Ferdinand, redevenu absolu, décréta que Naples et la Sicile, obéissant à un seul roi, seraient administrées séparément, chacune avec ses impôts, sa justice, ses finances et ses employés particuliers; et que les lois et décrets seraient examinés par des consultes séparées à Naples et Palerme. Il mourut au commencement de 1825, après soixante-cinq ans de règne.

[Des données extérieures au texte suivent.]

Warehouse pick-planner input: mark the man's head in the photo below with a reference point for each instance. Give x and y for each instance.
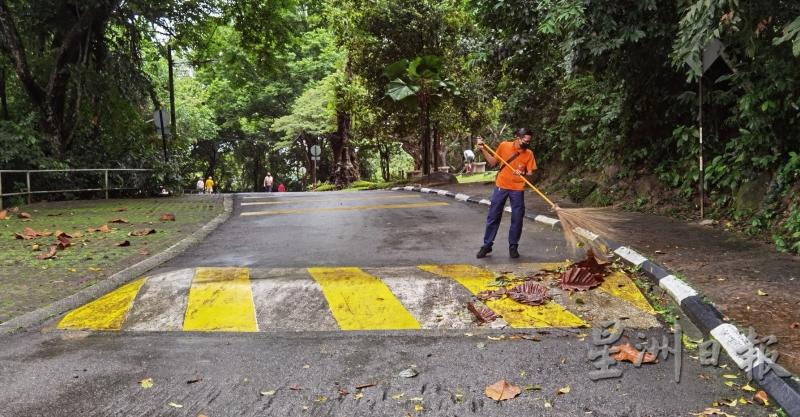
(524, 135)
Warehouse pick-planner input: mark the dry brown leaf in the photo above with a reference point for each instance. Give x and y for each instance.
(530, 293)
(629, 353)
(142, 232)
(502, 390)
(63, 241)
(486, 295)
(51, 252)
(579, 279)
(761, 398)
(483, 314)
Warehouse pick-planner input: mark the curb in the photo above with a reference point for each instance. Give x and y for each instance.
(27, 320)
(703, 314)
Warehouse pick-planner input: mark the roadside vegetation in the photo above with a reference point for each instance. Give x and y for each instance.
(389, 87)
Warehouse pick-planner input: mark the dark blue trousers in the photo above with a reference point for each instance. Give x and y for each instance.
(499, 197)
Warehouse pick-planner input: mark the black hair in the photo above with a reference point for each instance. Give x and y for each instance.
(524, 131)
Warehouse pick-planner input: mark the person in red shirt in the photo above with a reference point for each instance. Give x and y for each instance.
(509, 185)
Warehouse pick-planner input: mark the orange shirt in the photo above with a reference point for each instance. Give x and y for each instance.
(524, 162)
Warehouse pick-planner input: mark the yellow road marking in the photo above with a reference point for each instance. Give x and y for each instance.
(306, 200)
(620, 285)
(220, 299)
(348, 208)
(515, 314)
(360, 301)
(105, 313)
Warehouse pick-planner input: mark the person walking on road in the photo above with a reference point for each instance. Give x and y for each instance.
(268, 183)
(210, 185)
(508, 185)
(469, 158)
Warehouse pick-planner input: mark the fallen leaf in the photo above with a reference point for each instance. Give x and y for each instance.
(530, 293)
(483, 314)
(502, 390)
(51, 253)
(142, 232)
(146, 383)
(579, 279)
(629, 353)
(761, 398)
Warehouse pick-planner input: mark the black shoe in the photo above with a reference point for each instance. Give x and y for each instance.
(483, 251)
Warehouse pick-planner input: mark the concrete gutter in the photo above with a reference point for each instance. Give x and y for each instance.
(33, 318)
(700, 311)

La révolution de Naples ne serait pas tombée si vite, si elle eût marché d'accord avec celle du Piémont. Les idées du temps s'étaient aussi répandues dans ce pays, irrité de l'entêtement du roi à faire revivre le passé. La confiance publique et la bonne administration avaient cessé à la fois. On avait laissé la féodalité se relever, et les employés inutiles pulluler; de façon qu'il y avait, à côté des habitudes à la française, la résistance à toute innovation : pas d'hypothèques, de réformes administratives, pas de hiérarchie judiciaire; des juges mal payés, forcés de prélever sur les plaideurs un salaire légal, auquel s'ajoutait un supplément illégal de longueurs et de corruption. Les ordonnances royales s'immisçaient dans les affaires privées, pour imposer des délais ou des transactions aux créanciers, pour suspendre les procédures contre les banqueroutiers, pour casser ou altérer les contrats, pour revenir sur des causes déjà vidées. Ajoutez une noblesse de cour privilégiée, une police arbitraire, une armée dispendieuse autant que mal disposée à ce qu'il y a de plus difficile, c'est-à-dire à passer rapidement de l'état de paix à l'état de guerre. Il ne restait plus de barrière au pouvoir absolu; on avait laissé tomber jusqu'au droit qu'avait le sénat d'enregistrer les édits royaux, au point qu'un ministre put dire « Ici il y a un roi qui commande, une noblesse qui l'entoure, et un peuple qui obéit. »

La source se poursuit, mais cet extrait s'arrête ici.